There is a little bit more to the story than that, but that is the gist of it.
Wren Greenwood, a famous column writer/podcaster meets her new beau on an app after her best friend nudges her on. But only a couple of months into the relationship, he disappears.
Like most women, she questions herself: did she share too much too soon, did she do something to deserve his sudden disinterest in her?
I did enjoy the author’s writing style and the storyline per se. What I wasn’t too crazy about is the way she made the characters seem too imperfect. Yes, I know, most people make questionable decisions, but this book was full of them. And I was disappointed because the first part of the book I really loved, but it got spoiled towards the end.

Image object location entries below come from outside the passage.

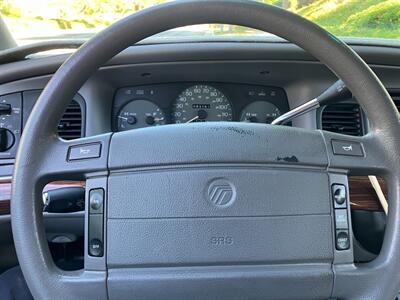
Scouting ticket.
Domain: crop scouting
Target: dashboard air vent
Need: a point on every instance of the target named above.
(342, 118)
(70, 126)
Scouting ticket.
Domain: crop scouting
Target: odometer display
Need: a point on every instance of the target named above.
(201, 103)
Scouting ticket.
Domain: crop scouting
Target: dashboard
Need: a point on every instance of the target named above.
(157, 85)
(186, 102)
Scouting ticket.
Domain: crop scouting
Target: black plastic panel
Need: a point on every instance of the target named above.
(164, 95)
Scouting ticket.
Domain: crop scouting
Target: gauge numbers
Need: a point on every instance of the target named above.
(201, 103)
(260, 112)
(139, 114)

The ending was also not spectacular, which made me take another star off my rating. Do I regret reading it? Not at all, but it’s not one of the first books I would recommend when someone asks for a good thriller to read.
Finley Donavan Is Killing It by Elle Cosimano
This is a book that I’ve seen everywhere on Instagram for the last year or so. And, I must say, it was totally worth the hype! I loved this light-hearted thriller!
I didn’t really know what to expect going in, to be honest. But it was such a cleverly plotted, well-written, even humorous book at times, that it took me about two and a half days to get through. Very easy to read, the plot kept me on my toes, and at times it made me laugh out loud.
Finlay Donovan is a stressed-out single mom who’s trying her best to keep her life from falling apart. She is a writer that hasn’t opened her laptop in months. Since her husband left her for their real estate agent, actually. While having a meeting in a Panera with her agent, Finlay gets offered an outrageous job after being mistaken for a contract killer.
As unbelievable as the plot might seem, Elle Cosimano delivered a super entertaining mystery that also happens to be very funny.
Finlay is a heroine that is gutsy and hilarious while being very down-to-earth and pragmatic. Some of the decisions she made were questionable, but everything worked out in her favor in the end. I’m not going to say more about it because I don’t want to take the fun out of your reading, but the author has a way of twisting the storyline in a way that gives you a happy ending. If thrillers get those, then this is it!
This is my favorite book I read this month. Light yet highly entertaining, with a little bit of spice. If you happen to be in a reading slump, this book might just help you conquer it.
Reckless Girls by Rachel Hawkins
Although there’s an underlying plot to this aimless story, it’s very superficial. Its execution is mediocre at best, but it’s an easy read if you’re not looking for too much substance. Described as gothic suspense, I didn’t get any gothic vibes from this book at all.
Lux McAllister and her boyfriend Nico take on a job sailing with two young women on a remote island in the South Pacific. When they get there, they meet a couple that was already there for a while. The first few days they all have fun and enjoy the beautiful landscape. But then it starts to become clear that every single one of them is there to escape something from their lives. And eventually, everything comes crashing down, and people start disappearing.
The story started off pretty decent, but about halfway in it started getting weird. Compared to her first book, The Wife Upstairs, this storyline is very weak and predictable.
After reading the synopsis, I kept waiting for something more exciting to happen, but I was disappointed.
Plus, I’m personally getting a bit tired of the closed-room-type mystery, or people being stuck on a deserted island. Not the most original, and not the best presentation either. Hence, just three stars for me.
If you’re into being stranded on a deserted island setting, then go for it. But don’t expect to be wowed by this book. The cover is pretty though!
This sums up my April 2022 book reviews.
This was a pretty decent reading month, and I came out with a couple of favorites that might even be made my top ten of the year. If you’ve read any of these, which ones did you prefer?